Once calves are affected by BRD, there are both immediate and long-lasting effects on performance. Studies have shown that calves challenged by BRD could weigh up to 36 pounds less at weaning than their healthy herd mates (Wittum and Perino, 1995).
Vaccinating for BRD can help producers manage the disease, enhance animal welfare and reduce the need for antibiotics whether they are backgrounding or finishing a few cattle of their own, retaining ownership of their calves for a longer period of time, or simply wanting to create a reputation for supplying quality calves. While it may seem like the main beneficiary of BRD vaccines are feedlots purchasing vaccinated calves, other segments benefit as well.

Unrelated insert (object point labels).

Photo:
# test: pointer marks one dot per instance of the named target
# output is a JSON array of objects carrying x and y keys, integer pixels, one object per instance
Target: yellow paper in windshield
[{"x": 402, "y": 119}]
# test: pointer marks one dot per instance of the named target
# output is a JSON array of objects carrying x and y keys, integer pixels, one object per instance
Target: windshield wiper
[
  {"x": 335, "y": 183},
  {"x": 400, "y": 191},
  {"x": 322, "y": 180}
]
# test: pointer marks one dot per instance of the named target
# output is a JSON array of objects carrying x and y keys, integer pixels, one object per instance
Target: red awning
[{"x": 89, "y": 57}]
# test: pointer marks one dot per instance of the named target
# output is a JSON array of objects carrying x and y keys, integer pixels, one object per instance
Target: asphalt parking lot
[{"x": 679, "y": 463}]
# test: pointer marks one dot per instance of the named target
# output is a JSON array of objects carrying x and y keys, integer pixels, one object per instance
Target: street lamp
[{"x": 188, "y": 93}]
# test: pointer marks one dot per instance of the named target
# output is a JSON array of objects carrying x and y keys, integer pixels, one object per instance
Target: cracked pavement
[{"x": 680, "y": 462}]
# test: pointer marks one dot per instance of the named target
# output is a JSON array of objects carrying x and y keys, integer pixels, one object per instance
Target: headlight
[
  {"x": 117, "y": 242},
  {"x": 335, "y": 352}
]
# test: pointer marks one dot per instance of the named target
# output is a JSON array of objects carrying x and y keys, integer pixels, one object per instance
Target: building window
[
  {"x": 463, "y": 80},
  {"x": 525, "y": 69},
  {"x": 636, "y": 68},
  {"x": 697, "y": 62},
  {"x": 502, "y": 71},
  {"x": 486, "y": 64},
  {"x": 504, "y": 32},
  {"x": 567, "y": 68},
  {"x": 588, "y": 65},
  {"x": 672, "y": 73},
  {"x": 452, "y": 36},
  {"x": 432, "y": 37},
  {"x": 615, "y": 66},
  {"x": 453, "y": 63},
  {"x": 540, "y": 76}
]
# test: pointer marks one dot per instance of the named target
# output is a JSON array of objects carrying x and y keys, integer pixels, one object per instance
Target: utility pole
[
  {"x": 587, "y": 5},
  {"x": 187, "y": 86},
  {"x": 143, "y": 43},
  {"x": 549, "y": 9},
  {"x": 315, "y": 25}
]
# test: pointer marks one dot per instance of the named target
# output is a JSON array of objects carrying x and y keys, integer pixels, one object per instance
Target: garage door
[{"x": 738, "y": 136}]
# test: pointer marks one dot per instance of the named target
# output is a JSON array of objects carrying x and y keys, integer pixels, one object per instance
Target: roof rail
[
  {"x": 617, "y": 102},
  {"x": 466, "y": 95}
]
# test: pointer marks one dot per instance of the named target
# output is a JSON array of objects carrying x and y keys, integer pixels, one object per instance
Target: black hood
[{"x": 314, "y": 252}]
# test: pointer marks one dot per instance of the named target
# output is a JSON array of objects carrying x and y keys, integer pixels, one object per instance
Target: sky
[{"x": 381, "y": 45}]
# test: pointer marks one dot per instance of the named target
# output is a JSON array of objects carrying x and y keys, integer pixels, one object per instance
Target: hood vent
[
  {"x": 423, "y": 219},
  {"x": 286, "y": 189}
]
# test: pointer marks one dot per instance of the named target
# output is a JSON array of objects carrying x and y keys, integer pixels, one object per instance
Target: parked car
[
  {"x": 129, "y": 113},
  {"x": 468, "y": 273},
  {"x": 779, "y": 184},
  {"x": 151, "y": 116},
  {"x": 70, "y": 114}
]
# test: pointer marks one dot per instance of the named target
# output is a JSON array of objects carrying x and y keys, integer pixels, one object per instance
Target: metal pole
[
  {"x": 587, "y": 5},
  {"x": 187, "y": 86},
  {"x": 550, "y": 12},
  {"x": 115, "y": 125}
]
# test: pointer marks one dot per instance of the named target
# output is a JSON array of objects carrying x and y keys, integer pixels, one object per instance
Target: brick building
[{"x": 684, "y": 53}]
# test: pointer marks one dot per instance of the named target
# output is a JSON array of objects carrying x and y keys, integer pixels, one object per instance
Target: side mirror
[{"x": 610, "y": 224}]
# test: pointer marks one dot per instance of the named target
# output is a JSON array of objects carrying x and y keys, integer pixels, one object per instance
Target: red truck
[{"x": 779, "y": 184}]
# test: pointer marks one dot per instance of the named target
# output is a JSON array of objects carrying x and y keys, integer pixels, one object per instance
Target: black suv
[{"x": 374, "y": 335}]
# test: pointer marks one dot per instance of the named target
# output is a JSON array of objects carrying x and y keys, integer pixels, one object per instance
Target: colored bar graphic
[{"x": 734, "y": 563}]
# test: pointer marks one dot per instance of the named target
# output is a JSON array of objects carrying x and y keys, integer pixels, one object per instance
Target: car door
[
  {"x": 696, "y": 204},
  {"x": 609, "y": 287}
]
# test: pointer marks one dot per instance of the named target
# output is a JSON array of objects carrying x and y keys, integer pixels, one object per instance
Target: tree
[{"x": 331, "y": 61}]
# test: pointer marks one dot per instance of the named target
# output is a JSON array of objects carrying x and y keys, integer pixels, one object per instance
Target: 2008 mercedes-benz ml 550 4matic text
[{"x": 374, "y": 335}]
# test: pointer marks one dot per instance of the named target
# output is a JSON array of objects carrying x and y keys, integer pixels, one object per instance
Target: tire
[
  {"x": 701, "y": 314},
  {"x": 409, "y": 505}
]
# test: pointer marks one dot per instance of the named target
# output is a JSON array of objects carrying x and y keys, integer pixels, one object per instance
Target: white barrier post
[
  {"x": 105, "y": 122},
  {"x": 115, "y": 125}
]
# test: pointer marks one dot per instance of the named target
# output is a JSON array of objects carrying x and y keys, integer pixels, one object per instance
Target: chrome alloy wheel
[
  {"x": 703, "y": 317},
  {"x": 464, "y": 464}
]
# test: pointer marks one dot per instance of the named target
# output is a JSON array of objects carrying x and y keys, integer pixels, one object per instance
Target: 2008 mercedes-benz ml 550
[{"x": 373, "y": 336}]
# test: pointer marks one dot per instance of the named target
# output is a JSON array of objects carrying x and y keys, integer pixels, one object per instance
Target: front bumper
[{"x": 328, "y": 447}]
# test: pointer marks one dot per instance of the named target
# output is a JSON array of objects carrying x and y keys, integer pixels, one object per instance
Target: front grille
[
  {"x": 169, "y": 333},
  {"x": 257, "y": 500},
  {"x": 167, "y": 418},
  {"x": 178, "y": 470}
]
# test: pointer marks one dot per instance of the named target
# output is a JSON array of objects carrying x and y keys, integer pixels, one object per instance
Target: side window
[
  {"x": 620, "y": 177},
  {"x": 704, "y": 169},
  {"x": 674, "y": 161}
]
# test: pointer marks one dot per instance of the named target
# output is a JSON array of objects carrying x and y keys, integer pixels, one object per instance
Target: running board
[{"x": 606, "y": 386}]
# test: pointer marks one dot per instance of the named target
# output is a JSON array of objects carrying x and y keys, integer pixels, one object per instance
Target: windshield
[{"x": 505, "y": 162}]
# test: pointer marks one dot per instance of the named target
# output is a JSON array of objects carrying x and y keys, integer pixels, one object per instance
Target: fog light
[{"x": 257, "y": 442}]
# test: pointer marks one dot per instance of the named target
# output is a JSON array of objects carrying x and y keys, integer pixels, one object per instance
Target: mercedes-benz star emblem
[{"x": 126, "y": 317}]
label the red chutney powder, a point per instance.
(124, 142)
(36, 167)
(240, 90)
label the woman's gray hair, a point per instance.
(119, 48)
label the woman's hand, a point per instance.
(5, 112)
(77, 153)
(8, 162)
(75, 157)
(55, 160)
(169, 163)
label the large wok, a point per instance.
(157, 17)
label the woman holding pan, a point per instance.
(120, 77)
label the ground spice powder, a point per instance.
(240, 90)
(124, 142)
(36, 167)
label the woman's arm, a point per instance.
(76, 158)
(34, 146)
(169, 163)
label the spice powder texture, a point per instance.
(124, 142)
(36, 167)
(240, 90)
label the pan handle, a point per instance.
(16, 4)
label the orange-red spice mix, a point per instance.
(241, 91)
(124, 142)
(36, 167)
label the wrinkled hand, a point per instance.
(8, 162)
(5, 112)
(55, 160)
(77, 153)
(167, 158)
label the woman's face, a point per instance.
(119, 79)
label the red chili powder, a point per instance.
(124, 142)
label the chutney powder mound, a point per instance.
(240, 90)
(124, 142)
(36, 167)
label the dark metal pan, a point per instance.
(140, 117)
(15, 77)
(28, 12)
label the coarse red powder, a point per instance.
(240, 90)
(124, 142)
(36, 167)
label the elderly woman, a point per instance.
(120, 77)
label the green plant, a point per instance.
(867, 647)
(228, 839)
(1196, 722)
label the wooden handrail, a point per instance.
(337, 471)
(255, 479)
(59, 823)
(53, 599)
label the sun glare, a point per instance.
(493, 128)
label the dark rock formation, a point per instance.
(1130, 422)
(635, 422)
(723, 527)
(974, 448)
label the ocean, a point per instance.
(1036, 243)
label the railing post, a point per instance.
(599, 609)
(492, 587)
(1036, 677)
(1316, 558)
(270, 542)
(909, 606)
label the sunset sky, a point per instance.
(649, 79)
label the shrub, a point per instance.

The Cost-Benefit of Feeding BRD Vaccinated Calves tool allows producers to input their own numbers of feeder cattle purchased (or retained), feeder and fed price, weight, cost of gain, days on feed and treatment cost to calculate and compare the expense of feeding calves that have not been vaccinated for BRD. The tool itemizes costs including death loss, treatment costs, and performance losses due to lower average daily gain and lower quality grades, that arise from feeding calves that were not vaccinated for BRD. This calculator can help determine the potential premium that could be paid for BRD-vaccinated calves, assuming the vaccines are effective.
Clarke, R. (2014). BVDv eradication still a North American pipe dream. Western Canadian Association of Bovine Practitioners. Available at: http://www.canadiancattlemen.ca/2014/12/31/bvdv-eradication-still-a-north-american-pipe-dream/
Houe, H. (1999). Epidemiological features and economical importance of bovine virus diarrhoea virus (BVDV) infections. Veterinary Microbiology 64(2):89-107.
Waldner, C.L., Parker, S., and Campbell, J.R. (2019). Vaccine usage in western Canadian cow-calf herds. Canadian Veterinary Journal 60(4):414-422
Wittum, T.E. and Perino, L.J. (1995). Passive immune status at postpartum hour 24 and long-term health and performance of calves. American Journal of Veterinary Research. Volume 56(9):1149–1154.